Hang 'Em High
1968's HANG 'EM HIGH was Clint Eastwood's first Hollywood Western after achieving superstar status in Sergio Leone's "spaghetti" epics. This film, directed by TV vet and Eastwood stableman Ted Post, at times tries to ape that style. With what I consider to be intermittent success. It is front and center obvious with those (sometimes awkward) camera zooms and Dominic Frontiere's scoring, a decent attempt at capturing the Ennio Morricone elan. Such efforts don't entirely work. But if United Artists wanted to try, let 'em. The film was a box office success.
The set up promises a straightforward tale of vengeance. Jed Cooper (Eastwood) is left to swing from a tree after a posse of nine decides he murdered the man whose cattle he was found herding across a river. Frontier justice? A Federal Marshall happens along and cuts the noose just in time, and Cooper is brought before Judge Adam Fenton (Pat Hingle) of the Oklahoma territory, who determines his innocence and lets him go. But he knows a vengeful soul when he sees one, and warns the man that he'll hang from one of his famous six gallows if he's caught playing vigilante. The solution: hire Jed Cooper as a Marshal, not too much of a stretch as the stranger held a badge some time earlier. Does Jed accept the job simply to even the score and move on, or to resume a career calling?
I have to hand it to screenwriters Leonard Freeman and Mel Goldberg - they take a basic idea and develop it far beyond what I would've expected. Things get downright complicated, though not necessarily complex. The story adds numerous characters and plot entanglements along the way as Jed begins his hunt. One is a young woman named Rachel (Inger Stevens) on a bitter mission of her own. Others include a pair of teenage rustlers who get involved with Miller (Bruce Dern), one of those dirty nine, in another rustling incident. And a backwater sheriff named Ray Calhoun (Charles McGraw) who suffers a bad back and is even friends with some of that posse.. 

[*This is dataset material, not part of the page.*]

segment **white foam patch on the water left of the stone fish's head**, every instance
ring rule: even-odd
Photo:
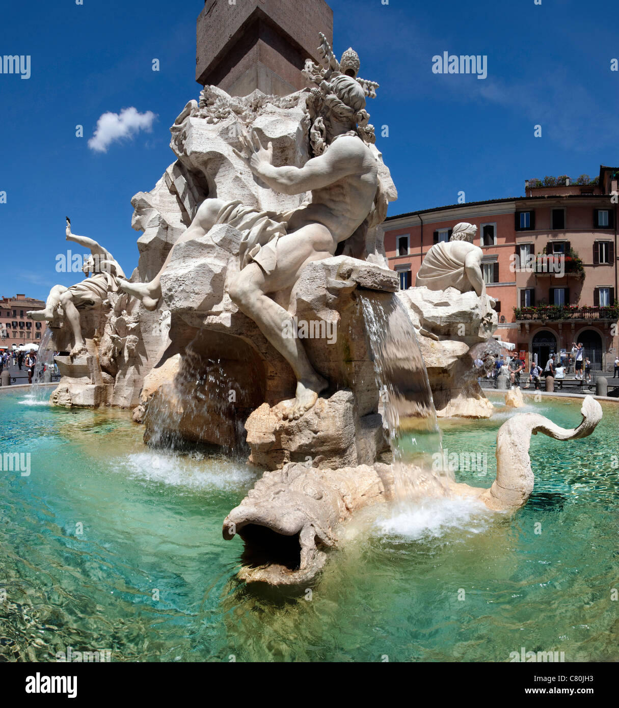
[[[206,464],[205,464],[206,462]],[[112,462],[115,472],[126,471],[135,479],[147,479],[188,489],[238,489],[255,478],[242,464],[225,459],[203,459],[165,454],[154,450],[135,452]]]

All of this adds to what I consider an overlong runtime, though shorter than the typical Leone pic, which certainly had their own convoluted plots. The late romance between Jed and Rachel also feels a bit like padding. Most intriguing was the thread involving the political machinations of Judge Fenton, who in a climactic scene explains his view of law and order and justice and their inevitable shortcomings. Someone who was more than ready to oversee a territory that was sure to soon become a United State, with a real governor and everything.
My description probably tipped you off that HANG 'EM HIGH is not just another shoot 'em up. There's precious little of that, but plenty of the patented Eastwood persona.